Ao adentrar a 2 noite em claro a expectativa é de que ela passasse rápido como a primeira pois o corpo já estava cansado e pedindo algumas horas de sono. O céu começou a ficar nublado e toda aquela magia da primeira noite simplesmente não aconteceu. Uma noite fria e chata, como caminhávamos muito mais pelo cansaço não produzíamos tanta energia e a temperatura corporal começou a ficar mais baixa. Ao amanhecer estava acompanhando de outro atleta e fazíamos de tudo para tentar manter um ao outro acordado, falhamos, em um certo momento lá pelas 5h da manhã eu dormi caminhando e ao avistar 3 vultos saindo do mar achei que eram 3 pessoas vindo rapidamente em nossa direção, fui correndo para ficar ao lado do outro atleta pra nos protegermos e no caminho me toquei que era uma alucinação, pois estávamos literalmente no deserto da praia. É claro que logo após o acontecido rimos muito, mas na hora tudo se parece real, encontramos muitos lobos guarás durante o caminho algumas famílias de cavalos selvagens e muito animais marinhos mortos como tartarugas, botos, leões marinhos e até uma baleia. Ter alucinações é normal considerando que o cérebro se nutre de glicogênio (carboidrato) e este é consumido pela musculatura para fazer o exercício, então há aquela altura já faltavam nutrientes para discernir o que era real ou não, em outro momento achei ter visto um navio pirata no meio da areia e até me esquivei para desviar dele, tudo isso dura menos do que 2 segundos e quando percebo logo vejo que esta na hora de tomar mais capsulas de cafeína para tentar manter o ritmo cardíaco mais alto.

Ficamos do km 172 até o 215 sem ter uma base de apoio, o que foi muito tempo ao meu ver, antes disso havíamos ficado km 135 ao 172, então o isolamento parecia aumentar logo na parte final da prova. Alguns carros de apoio passavam pela praia para nos oferecer agua, mas o fato de poder sentar e descansar meros minutos não acontecia, durante a prova é inviável simplesmente sentar e descansar, estávamos em um local ermo em que não havia uma simples palmeira para ter uma sombra ou um galho para sentar-se sobre ele, e a esta altura da prova sentar levantar já não era tão fácil.
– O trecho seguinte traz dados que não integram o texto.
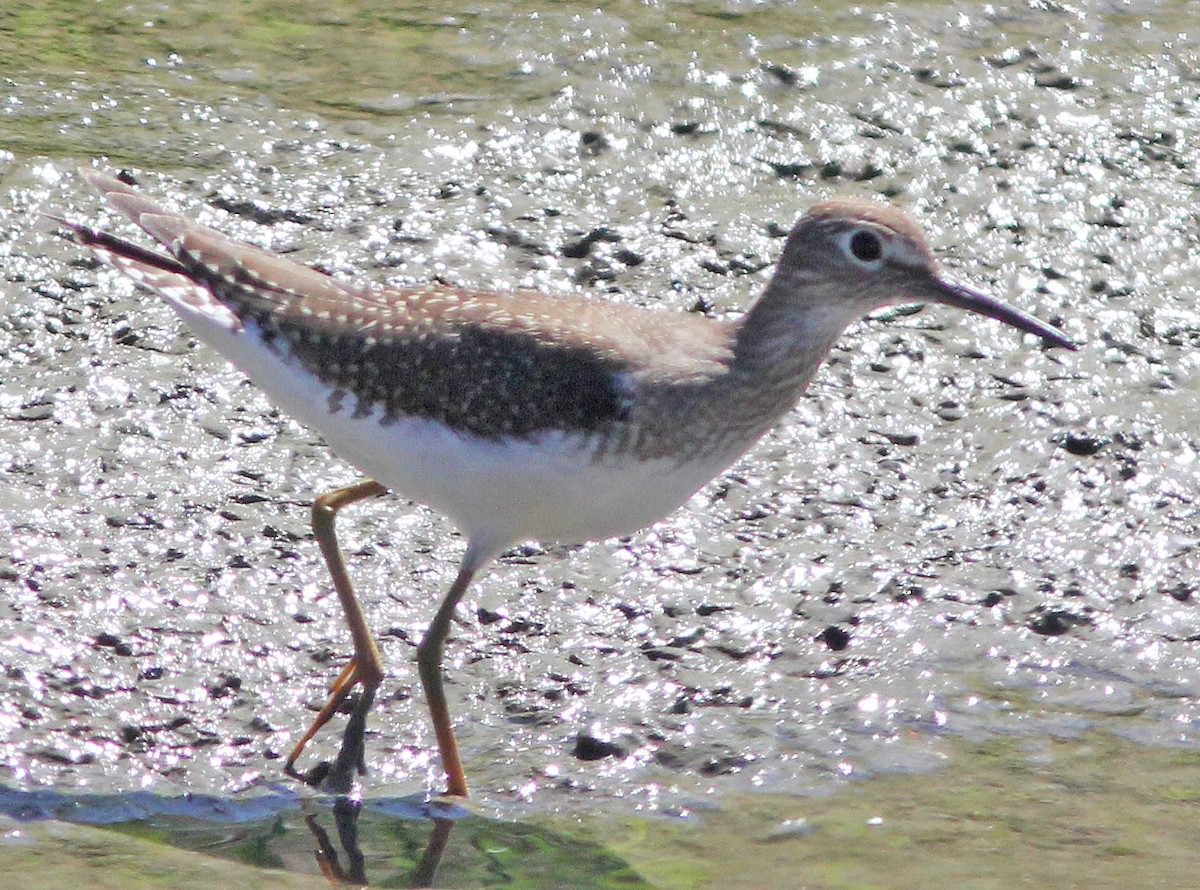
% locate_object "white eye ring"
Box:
[838,229,887,269]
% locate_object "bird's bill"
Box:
[925,278,1079,349]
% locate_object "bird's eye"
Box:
[847,229,883,263]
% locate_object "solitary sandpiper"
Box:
[65,170,1074,795]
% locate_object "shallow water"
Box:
[0,2,1200,887]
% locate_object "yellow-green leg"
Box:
[416,548,486,798]
[283,480,388,778]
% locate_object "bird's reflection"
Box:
[305,796,455,888]
[305,690,455,888]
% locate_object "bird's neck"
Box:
[731,281,853,402]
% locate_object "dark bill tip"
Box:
[928,279,1079,349]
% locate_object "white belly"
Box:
[186,316,737,553]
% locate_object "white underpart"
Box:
[121,258,738,557]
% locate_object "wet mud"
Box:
[0,4,1200,825]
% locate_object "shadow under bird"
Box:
[61,170,1075,795]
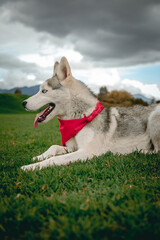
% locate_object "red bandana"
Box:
[58,101,104,146]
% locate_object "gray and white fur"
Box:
[22,57,160,170]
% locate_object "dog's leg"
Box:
[21,149,93,171]
[33,145,72,161]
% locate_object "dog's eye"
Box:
[42,89,48,93]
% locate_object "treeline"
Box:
[98,87,148,107]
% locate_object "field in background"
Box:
[0,114,160,240]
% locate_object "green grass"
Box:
[0,93,28,113]
[0,114,160,240]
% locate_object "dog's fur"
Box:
[22,57,160,170]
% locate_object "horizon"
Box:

A alimentação estava ruim pois tudo o que levava estava quente, e ingerir qulquer coisa não era tão simples. algumas ânsias vinham durante a "corrida" e o organismo já avisava o que estava por vir.


Ao amanhecer começa a chover, uma chuva moderada mas suficiente para irritar e deixar a areia mais fofa como se o correr na praia já não fosse difícil o bastante, imprimo uma caminhada mais forte e alcanço um competidor argentino, o avistei lá pelas 7 da manhã, mas só o alcancei lá pelas 10h devido ao nosso ritmo parecido, simplesmente horrível ter alguém no campo de visão e nunca alcançar, ao alcança-lo o ultrapassaria facilmente, mas a essência de uma ultra não esta em deixar um colega para trás, e finalmente ter alguém para conversar me soava muito mais interessante do que terminar a prova sozinho, fizemos os 30km finais juntos. Ao chegar na base do km215 decidimos terminar a prova juntos nem que isto nos custasse algumas posições, alguns atletas nos ultrapassaram no km finais da prova mas a nossa meta estava cada vez mais em chegar e não importava se fossemos os últimos ou não, restavam apenas 15 km de prova, nós comemorávamos a proximidade de nossos feitos porem ao calcular o nosso ritmo vimos que ainda estávamos distante, estávamos caminhando a , acreditem 3,5km por hora, um pace de 15min o km o que acreditem se quiserem era algo fantástico devido ao estados de nossos pés, mas não iriamos desistir tão perto da linha de chegada, depois de percorrer os ultimo 15 km em quase 5horas chegamos ao clube na cidade de Chuí, era um misto de vontade de abaixar a cabeça e chorar com a vontade de levantar a cabeça e se orgulhar do que havia feito. Após sentar e relaxar percebo o estado deplorável em que me encontrava, mas isto era secundário para diante do que havia conquistado, terminei a prova em 17º lugar empatado com o amigo Argentino e em 1º lugar na categoria Senior I para atletas de 18 a 29 anos. Com 49horas e 45minutos de prova.


Algumas bolhas e um baita inchaço no pé depois já foco nos próximos desafios, pois a cabeça sai muito fortalecida de suportar 2 dias inteiros na atividade e de terminado uma da provas mais difíceis do mundo!!!